Dalam ungkapan Inggris, habit is second nature,
kebiasaan adalah watak kedua. Artinya, karakter yang terlembaga pada
diri seseorang itu tidak lain adalah tumpukan-tumpukan kebiasaan yang
bermula dari sesuatu yang kecil saja. Sebagaimana tersebut dalam
pepatah, “Sow a thought, reap an action; sow an action, reap a habit; sow a habit, reap a character; sow a character, reap a destiny.”
Taburlah gagasan, tuailah perbuatan; taburlah perbuatan, tuailah
kebiasaan; taburlah kebiasaan, tuailah karakter; dan taburlah karakter,
maka tuailah takdir.
Mengutip apa yang dikatakan Aristotelis: “we are what we repeatedly to do. Excellence, then, is not an act, but a habit,”
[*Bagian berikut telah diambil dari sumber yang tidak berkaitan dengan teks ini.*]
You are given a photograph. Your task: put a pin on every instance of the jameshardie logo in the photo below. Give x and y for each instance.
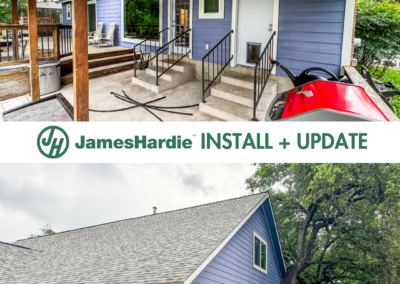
(53, 142)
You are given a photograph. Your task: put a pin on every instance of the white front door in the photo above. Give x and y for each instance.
(181, 23)
(255, 28)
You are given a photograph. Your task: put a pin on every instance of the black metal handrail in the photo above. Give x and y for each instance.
(262, 71)
(223, 59)
(145, 56)
(183, 41)
(16, 41)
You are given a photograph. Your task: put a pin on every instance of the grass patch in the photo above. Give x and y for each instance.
(391, 76)
(394, 77)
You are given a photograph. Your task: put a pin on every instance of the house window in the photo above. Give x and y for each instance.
(69, 12)
(141, 19)
(260, 253)
(211, 9)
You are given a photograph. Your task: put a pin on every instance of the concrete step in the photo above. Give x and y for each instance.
(148, 81)
(180, 66)
(101, 71)
(170, 79)
(241, 96)
(229, 111)
(247, 81)
(169, 75)
(94, 63)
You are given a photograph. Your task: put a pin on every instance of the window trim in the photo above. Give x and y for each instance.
(131, 40)
(254, 252)
(219, 15)
(70, 14)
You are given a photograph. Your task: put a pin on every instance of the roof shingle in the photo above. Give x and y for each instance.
(162, 248)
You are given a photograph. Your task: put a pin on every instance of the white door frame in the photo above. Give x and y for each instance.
(235, 17)
(171, 34)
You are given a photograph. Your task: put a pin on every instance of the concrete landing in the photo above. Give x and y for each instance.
(178, 74)
(233, 98)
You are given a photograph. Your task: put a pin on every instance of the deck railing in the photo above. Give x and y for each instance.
(146, 51)
(262, 71)
(220, 56)
(54, 42)
(180, 49)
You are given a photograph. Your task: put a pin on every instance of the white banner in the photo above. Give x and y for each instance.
(247, 142)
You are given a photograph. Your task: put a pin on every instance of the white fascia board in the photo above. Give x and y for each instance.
(347, 33)
(223, 244)
(277, 233)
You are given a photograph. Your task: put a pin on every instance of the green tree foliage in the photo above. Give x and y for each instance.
(338, 223)
(378, 25)
(45, 231)
(142, 12)
(5, 10)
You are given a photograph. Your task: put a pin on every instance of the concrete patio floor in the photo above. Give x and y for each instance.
(100, 98)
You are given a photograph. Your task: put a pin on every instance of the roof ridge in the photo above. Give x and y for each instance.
(9, 244)
(129, 219)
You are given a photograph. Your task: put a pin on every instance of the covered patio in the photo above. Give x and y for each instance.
(100, 98)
kita adalah apa yang kita lakukan secara berulang-ulang. Karena itu,
keunggulan bukanlah suatu perbuatan, melainkan suatu kebiasaan. Maka
sebenarnya yang dimaksudkan dalam pendidikan karakter adalah pendidikan
habituatif, yaitu pendidikan untuk membiasakan nilai-nilai kebaikan di
dalam kehidupan anak sejak dini.
Kembali meminjam bahasa agama, bahwa manusia itu pada hakikatnya adalah baik. fitrah manusia itu adalah hanif,
lurus, tidak membangkang pada kebaikan yang sudah dipatenkan Tuhan.
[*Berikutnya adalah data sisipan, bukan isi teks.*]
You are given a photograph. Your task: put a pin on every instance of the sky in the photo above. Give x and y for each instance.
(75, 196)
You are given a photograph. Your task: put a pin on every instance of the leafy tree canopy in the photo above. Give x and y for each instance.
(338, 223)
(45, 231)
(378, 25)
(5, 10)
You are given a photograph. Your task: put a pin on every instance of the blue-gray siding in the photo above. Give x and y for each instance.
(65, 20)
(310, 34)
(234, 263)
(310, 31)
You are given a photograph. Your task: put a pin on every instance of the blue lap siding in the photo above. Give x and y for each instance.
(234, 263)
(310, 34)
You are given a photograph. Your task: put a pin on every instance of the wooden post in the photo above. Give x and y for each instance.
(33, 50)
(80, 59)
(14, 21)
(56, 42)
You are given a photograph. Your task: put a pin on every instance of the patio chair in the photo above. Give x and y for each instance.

Hanya saja, dalam perjalanan, berbagai hal mempengaruhi hidupnya,
sehingga menjadilah ia sebagai mana ia menjadi. Tetapi perlu diingat,
bahwa karakter bukanlah sesuatu yang bersifat statik, permanen, ia tidak
lain hanyalah jalinan yang tercipta dari suatu kebiasaan, sedang
kebiasaan itu bisa diubah. Meski sulit, tapi tidak ada yang mustahil.
Bagaimana
menerapkan pendidikan karakter di tengah kehidupan yang anomali dan
paradoks ini? Tentu bukan sesuatu yang mudah, namun juga bukan suatu
yang mustahil untuk dilakukan dan nihil dalam menghasilkan tujuan. Masih
besar kemungkinan, dan masih panjang perjalanan untuk terus melakukan
sesuatu yang berarti.
Pendidikan
karakter masuk kelas, itu memang seharusnya. Lebih dari itu, ia juga
harus ditanamkan melalui kegiatan-kegiatan pembiasaan yang
pelaksanaannya baik dilakukan secara spontan, terencana, maupun melalui
keteladanan. Perlu diingat kembali pepatah tersebut di atas, bahwa
sumber perilaku itu adalah pikiran. Dari mana pikiran itu tercipta, bisa
melalui proses abstraksi dari apa yang dilihat, hubungan pergaulan yang dirasa, dan pengetahuan yang didengar dari guru-guru.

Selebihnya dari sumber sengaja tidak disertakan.